A seven-year-dig by a team of archaeologists has produced what it believes to be the remains of a palace belonging to biblical King David. Other Israeli experts, however, dispute the claim.
Most scholars who have reviewed the evidence suggest that there is no physical proof of King David among the ruins discovered by archaeologists from Hebrew University of Jerusalem and Israel’s Antiquities Authority. Critics, like archaeologist Israel Finkelstein of Tel Aviv University, have said the 10th century B.C. site “could have belonged to other kingdoms of the area”—such as the Canaanites or Philistines—and not specifically King David.

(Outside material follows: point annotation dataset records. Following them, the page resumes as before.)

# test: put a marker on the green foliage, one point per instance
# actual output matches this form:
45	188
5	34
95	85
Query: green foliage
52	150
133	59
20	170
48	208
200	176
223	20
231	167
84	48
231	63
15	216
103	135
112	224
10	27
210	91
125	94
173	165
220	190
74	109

Finkelstein told the AP that without a monument to King David himself, there would be no way to verify who built the palace.
The discovering archaeologists, however, claim that Khirbet Qeiyafa, in a fortified complex west of Jerusalem, is authentic.
“Khirbet Qeiyafa is the best example exposed to date of a fortified city from the time of King David,” Yossi Garfinkel, a Hebrew University archaeologist who led the dig, told the Associated Press.
Among the items Garfinkel and his team discovered were “cultic objects typically used by Judeans,” subjects of King David.
Garfinkel told the AP that critics like Finkelstein are relying on outdated theories.
“I think other people have a collapsed theory and we have fresh data,” he said.
Garfinkel’s group isn’t the first to make claims of discovering a 10th century B.C. King David palace. Israeli archaeologist Eilat Mazar made such a claim in 2005, one that was disputed by Garkfinkel.